Interpretive Summary: Antibiotic resistance is a major threat to medicine and agriculture. Tunicamycins (TUNs) are a group of antibiotics produced by soil bacterium that can potentially be used to combat this resistance. There are several natural TUNs that differ by the length and branching of an attached fatty acid chain. In this work, we have purified these different TUNs. We next assayed the effects of these different TUNS on MraY, an enzyme needed for bacteria to grow. Some TUNs more effectively block the function of bacterial MraY and may be more valuable as potent antibiotics. We also tested modified TUNs and found some that are less active against the version of MraY found in animals, which may result in less toxicity associated with therapeutic use. Some of these modified TUNs may find uses as new antibiotics for agricultural and health purposes.

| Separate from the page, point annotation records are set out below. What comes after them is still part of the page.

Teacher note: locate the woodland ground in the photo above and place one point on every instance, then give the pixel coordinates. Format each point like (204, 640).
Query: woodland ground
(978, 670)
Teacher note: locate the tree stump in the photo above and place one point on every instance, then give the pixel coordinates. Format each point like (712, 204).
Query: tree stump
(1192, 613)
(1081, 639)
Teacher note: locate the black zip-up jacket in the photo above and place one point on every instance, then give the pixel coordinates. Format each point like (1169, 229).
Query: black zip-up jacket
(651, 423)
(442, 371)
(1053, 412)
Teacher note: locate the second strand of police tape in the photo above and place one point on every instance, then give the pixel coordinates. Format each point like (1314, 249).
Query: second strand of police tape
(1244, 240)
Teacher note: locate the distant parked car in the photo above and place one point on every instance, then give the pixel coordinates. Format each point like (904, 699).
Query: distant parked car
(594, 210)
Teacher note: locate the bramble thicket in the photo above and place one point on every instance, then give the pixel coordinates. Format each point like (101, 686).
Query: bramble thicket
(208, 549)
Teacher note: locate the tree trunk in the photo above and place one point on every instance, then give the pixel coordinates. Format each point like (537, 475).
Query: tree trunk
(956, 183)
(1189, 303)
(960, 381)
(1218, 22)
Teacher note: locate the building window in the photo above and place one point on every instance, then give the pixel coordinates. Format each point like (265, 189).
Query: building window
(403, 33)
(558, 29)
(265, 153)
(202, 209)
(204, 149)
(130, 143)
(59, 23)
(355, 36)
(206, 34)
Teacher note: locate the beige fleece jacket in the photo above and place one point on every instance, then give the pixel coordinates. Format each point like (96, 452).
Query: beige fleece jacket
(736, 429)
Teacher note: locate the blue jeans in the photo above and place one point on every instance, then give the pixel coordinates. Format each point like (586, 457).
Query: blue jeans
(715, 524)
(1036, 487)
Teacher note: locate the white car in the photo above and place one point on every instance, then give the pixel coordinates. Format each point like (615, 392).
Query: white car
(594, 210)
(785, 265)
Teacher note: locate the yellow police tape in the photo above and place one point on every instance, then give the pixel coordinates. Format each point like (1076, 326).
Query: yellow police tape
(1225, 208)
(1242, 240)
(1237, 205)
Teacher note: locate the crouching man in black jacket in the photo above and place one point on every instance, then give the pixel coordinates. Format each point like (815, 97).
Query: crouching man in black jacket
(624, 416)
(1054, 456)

Technical Abstract: The alarming growth of antibiotic resistance that is currently ongoing is a serious threat to human health. One of the most promising novel antibiotic targets is MraY (phospho-MurNAc-pentapeptide-transferase), an essential enzyme in bacterial cell wall synthesis. Through recent advances in biochemical research, there is now structural information available for MraY, and for its human homologue GPT (GlcNAc-1-P-transferase), that opens up exciting possibilities for structure-based drug design. The antibiotic compound tunicamycin is a natural product inhibitor of MraY that is also toxic to eukaryotes through its binding to GPT. In this work, we have used tunicamycin and modified versions of tunicamycin as tool compounds to explore the active site of MraY and to gain further insight into what determines inhibitor potency. We have investigated tunicamycin variants where the following motifs have been modified: the length and branching of the tunicamycin fatty acyl chain, the saturation of the fatty acyl chain, the 6'-hydroxyl group of the GlcNAc ring, and the ring structure of the uracil motif. The compounds are analyzed in terms of how potently they bind to MraY, inhibit the activity of the enzyme, and affect the protein thermal stability. Finally, we rationalize these results in the context of the protein structures of MraY and GPT.